Apr. 10, 2008 A new study by researchers at Rush University Medical Center supports the idea that depression is truly a risk factor for Alzheimer's disease rather than a subtle early sign of its underlying pathology. The study found no evidence of an increase in depressive symptoms during the prodromal phase before the clinical diagnosis of Alzheimer's disease.
Numerous observational studies have found higher levels of depressive symptoms in old age to be associated with increased incidence of Alzheimer's disease and mild cognitive impairment. However, previous studies have not been able to answer the question of whether depressive symptoms actually contribute to the development of dementia (risk factor hypothesis) or are a consequence of the disease (reverse causality hypothesis.)
Robert S. Wilson, PhD, a neuropsychologist at the Rush Alzheimer's Disease Center, and colleagues examined data from the Rush Religious Orders Study, a cohort of 917 older Catholic clergy without dementia at study onset, to examine the change in depressive symptoms of Alzheimer's disease before and after the emergence of the cognitive symptoms of the disease.
For up to 13 years, the study participants underwent annual clinical evaluations that included assessment of depressive symptoms, cognitive testing, and clinical classification of mild cognitive impairment (MCI) and Alzheimer's disease. During the study period, 190 participants developed Alzheimer's disease.
Consistent with earlier findings in the Rush Religious Orders Study, having more depressive symptoms at baseline was associated with increased incidence of Alzheimer's disease and MCI.
However, the study found that those who developed Alzheimer's disease showed no increase in depressive symptoms before clinical diagnosis. Researchers were able to observe patients during a mean of approximately four years before the onset of dementia. Additionally, researchers saw no increase in depression during the three to four years preceding the onset of MCI, which antedates the onset of dementia by several years.
"If depressive symptoms are a consequence of dementia or a reaction to declining function, depressive symptoms would likely increase at some point before dementia is clinically evident," said Wilson. "We observed no such increase."
The study also found that even after the diagnosis of Alzheimer's disease was made there was no general increase in depression, but rather an increase that was confined to individuals with certain personality traits.

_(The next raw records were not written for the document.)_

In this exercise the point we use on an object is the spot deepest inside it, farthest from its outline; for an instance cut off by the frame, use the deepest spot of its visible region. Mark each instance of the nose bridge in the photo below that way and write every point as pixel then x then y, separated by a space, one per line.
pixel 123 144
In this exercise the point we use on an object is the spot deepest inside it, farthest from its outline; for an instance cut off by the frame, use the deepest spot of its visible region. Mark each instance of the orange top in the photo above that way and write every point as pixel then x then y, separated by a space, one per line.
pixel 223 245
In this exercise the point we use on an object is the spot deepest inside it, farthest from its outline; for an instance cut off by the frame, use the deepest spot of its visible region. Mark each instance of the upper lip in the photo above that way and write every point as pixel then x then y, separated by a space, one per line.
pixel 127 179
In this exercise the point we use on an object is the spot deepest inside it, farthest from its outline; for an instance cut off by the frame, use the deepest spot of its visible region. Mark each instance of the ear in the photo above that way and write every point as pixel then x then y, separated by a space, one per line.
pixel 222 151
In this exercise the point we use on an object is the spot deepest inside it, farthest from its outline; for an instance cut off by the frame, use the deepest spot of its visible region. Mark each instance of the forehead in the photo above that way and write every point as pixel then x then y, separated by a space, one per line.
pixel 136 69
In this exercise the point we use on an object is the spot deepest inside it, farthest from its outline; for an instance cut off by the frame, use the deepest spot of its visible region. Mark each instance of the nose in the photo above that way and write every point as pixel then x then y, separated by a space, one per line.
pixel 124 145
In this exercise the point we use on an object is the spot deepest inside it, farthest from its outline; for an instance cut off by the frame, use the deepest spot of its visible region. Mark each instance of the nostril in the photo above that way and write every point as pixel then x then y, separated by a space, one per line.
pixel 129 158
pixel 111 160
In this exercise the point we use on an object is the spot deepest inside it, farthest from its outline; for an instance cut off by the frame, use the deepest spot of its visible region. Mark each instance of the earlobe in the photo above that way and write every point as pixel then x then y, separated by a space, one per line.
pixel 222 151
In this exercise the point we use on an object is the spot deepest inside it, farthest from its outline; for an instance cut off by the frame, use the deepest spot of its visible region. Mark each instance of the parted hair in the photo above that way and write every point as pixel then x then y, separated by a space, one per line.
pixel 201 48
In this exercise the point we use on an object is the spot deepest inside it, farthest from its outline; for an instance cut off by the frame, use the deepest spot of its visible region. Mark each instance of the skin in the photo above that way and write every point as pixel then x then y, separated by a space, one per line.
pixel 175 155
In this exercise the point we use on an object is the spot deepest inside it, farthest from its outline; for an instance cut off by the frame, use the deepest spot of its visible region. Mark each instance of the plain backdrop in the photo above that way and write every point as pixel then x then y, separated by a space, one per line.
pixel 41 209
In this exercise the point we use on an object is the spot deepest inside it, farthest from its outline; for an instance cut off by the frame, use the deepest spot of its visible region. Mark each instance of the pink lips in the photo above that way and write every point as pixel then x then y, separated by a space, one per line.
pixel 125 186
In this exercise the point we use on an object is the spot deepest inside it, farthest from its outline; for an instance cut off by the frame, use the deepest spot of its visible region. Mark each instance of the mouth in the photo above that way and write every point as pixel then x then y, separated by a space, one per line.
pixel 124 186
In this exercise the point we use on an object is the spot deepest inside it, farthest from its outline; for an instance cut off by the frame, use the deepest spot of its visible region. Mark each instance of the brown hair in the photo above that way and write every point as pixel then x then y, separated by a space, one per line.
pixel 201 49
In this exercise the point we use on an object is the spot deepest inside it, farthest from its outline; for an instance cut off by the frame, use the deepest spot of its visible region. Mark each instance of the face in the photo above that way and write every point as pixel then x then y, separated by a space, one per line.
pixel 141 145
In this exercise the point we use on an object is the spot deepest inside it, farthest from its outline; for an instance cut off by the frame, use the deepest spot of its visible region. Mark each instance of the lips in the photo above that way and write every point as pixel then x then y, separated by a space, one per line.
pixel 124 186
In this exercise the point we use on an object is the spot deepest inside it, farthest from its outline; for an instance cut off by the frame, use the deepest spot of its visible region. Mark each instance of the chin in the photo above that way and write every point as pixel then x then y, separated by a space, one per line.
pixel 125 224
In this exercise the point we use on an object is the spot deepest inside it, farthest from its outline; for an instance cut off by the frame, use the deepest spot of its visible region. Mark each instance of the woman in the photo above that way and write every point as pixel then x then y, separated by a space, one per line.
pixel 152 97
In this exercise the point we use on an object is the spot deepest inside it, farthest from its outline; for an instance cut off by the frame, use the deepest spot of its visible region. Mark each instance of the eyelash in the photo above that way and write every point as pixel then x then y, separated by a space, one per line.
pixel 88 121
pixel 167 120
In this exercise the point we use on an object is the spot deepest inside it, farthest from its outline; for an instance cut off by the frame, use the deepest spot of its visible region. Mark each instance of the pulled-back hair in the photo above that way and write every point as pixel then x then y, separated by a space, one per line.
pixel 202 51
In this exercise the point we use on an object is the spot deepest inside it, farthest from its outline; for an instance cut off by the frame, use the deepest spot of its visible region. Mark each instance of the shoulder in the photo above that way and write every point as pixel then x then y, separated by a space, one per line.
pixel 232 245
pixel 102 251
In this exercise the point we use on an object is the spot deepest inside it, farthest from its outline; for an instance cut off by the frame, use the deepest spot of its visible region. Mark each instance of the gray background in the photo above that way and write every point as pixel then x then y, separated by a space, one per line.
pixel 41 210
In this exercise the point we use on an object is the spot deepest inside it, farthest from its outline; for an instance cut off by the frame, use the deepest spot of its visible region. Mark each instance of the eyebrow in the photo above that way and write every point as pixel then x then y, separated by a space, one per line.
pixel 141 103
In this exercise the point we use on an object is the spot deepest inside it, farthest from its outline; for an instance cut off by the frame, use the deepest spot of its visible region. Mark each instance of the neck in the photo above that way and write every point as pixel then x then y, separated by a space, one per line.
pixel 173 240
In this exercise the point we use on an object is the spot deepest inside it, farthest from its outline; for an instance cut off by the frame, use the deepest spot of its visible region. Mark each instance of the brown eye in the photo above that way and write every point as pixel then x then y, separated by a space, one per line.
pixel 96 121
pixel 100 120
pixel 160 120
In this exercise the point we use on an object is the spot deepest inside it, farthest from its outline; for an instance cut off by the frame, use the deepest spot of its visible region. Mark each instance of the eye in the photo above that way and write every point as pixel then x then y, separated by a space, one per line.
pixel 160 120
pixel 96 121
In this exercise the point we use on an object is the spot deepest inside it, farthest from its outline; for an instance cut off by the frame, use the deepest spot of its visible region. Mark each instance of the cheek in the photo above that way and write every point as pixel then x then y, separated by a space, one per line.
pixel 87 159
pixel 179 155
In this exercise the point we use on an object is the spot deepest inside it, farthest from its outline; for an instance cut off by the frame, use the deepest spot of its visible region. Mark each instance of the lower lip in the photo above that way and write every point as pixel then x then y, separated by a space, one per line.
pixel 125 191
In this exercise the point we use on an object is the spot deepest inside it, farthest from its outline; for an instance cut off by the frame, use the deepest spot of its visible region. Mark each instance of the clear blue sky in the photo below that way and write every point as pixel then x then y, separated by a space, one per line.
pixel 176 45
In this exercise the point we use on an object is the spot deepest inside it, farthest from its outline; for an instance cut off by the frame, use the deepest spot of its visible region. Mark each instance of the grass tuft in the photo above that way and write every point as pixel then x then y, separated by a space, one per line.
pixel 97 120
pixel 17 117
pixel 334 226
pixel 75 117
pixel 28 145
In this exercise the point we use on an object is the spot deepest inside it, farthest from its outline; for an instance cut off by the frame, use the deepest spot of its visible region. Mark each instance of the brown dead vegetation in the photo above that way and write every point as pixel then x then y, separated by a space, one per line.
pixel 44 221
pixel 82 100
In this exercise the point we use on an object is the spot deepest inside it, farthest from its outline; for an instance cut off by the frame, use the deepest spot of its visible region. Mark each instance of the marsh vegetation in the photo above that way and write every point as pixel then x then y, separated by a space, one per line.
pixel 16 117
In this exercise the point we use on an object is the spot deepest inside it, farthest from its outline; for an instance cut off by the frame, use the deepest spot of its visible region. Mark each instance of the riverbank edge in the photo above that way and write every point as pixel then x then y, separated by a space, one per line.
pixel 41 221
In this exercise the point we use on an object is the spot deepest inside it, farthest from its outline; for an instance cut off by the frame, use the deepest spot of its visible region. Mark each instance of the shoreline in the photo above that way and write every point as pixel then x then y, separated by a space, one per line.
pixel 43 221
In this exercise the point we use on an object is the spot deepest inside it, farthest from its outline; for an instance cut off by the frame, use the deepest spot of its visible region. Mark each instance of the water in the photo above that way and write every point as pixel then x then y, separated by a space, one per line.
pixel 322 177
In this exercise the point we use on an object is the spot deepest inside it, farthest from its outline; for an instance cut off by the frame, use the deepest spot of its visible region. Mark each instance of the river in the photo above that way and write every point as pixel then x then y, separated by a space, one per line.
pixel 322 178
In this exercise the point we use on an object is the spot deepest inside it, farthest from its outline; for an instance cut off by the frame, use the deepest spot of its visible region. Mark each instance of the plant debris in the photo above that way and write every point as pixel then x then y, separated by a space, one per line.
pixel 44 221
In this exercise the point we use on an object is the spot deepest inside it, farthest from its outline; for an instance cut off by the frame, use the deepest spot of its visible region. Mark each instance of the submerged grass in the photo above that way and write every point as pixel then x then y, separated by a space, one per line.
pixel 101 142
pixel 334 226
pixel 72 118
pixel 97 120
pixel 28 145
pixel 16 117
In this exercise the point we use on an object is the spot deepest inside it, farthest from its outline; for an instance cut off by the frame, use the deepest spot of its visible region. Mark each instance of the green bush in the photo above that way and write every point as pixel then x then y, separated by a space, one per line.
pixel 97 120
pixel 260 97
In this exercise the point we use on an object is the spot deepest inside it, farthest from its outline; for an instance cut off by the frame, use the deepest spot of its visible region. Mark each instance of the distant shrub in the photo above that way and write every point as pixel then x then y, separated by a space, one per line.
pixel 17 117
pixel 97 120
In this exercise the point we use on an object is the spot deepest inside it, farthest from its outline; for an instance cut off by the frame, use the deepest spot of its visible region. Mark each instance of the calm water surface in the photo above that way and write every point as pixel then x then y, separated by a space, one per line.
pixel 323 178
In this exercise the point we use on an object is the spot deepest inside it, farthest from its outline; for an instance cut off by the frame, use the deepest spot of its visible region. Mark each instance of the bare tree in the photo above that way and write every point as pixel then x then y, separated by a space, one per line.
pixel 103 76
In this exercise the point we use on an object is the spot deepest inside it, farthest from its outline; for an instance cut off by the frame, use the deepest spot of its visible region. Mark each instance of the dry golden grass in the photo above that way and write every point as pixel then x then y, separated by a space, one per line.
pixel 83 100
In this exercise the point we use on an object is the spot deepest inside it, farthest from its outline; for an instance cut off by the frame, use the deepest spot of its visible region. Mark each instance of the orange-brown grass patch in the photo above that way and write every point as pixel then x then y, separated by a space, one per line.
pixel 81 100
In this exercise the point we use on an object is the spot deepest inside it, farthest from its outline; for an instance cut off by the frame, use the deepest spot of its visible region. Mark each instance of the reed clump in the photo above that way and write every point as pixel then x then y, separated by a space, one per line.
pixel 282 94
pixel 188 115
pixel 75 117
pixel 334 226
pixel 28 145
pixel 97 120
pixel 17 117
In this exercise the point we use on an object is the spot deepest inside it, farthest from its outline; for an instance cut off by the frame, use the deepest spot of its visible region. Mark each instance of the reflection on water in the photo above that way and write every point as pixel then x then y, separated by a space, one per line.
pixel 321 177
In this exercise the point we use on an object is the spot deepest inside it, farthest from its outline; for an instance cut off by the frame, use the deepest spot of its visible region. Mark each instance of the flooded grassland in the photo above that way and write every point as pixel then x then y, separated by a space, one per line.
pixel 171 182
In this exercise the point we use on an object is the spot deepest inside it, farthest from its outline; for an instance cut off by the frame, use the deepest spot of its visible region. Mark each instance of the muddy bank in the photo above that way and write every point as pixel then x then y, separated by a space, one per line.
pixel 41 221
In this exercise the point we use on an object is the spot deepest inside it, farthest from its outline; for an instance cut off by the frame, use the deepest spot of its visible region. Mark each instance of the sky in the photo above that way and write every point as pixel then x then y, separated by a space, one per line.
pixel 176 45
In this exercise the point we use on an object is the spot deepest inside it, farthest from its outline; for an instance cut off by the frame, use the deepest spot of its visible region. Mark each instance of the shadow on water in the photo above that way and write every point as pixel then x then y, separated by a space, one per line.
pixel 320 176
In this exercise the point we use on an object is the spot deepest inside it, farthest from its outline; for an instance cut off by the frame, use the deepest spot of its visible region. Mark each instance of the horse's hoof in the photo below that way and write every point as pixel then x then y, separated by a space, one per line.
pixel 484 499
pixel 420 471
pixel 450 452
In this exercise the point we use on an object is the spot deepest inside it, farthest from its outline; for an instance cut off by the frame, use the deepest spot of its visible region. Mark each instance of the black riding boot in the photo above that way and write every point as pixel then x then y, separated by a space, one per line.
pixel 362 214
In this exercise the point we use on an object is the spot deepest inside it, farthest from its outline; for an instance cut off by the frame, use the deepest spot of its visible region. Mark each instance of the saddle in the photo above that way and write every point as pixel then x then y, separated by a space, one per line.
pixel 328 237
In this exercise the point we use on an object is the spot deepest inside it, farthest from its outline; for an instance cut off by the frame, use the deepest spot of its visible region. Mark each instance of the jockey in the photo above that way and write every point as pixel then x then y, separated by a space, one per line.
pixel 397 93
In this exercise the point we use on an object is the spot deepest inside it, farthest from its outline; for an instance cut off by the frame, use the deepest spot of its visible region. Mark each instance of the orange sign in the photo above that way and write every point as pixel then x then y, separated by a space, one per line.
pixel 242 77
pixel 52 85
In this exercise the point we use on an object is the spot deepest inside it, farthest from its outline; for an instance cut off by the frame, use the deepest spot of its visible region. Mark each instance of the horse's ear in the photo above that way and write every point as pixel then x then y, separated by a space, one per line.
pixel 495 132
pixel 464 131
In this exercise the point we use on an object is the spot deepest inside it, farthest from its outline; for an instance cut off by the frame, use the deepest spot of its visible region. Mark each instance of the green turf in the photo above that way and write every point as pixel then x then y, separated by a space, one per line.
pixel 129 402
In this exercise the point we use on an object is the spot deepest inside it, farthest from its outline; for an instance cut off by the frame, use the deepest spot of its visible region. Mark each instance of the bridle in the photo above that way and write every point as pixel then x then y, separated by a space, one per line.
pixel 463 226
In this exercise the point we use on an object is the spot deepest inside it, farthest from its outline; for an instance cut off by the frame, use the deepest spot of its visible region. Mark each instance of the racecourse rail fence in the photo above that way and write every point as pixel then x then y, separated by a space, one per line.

"Depressive symptoms may be associated with distinctive changes in the brain that somehow reduce neural reserve, which is the brain's ability to tolerate the pathology associated with Alzheimer's disease," said Wilson. "Understanding how depression contributes to the development of Alzheimer's disease may suggest new approaches to disease prevention."
Journal reference: Arch Gen Psychiatry. 2008;65:439-446.
The research was supported by grants from the National Institutes on Aging, which leads the Federal effort to support and conduct basic, clinical, and social and behavioral studies on aging and on Alzheimer's disease. The Rush Alzheimer's Disease Center is one of 29 NIA-supported Alzheimer's Disease Centers across the United States.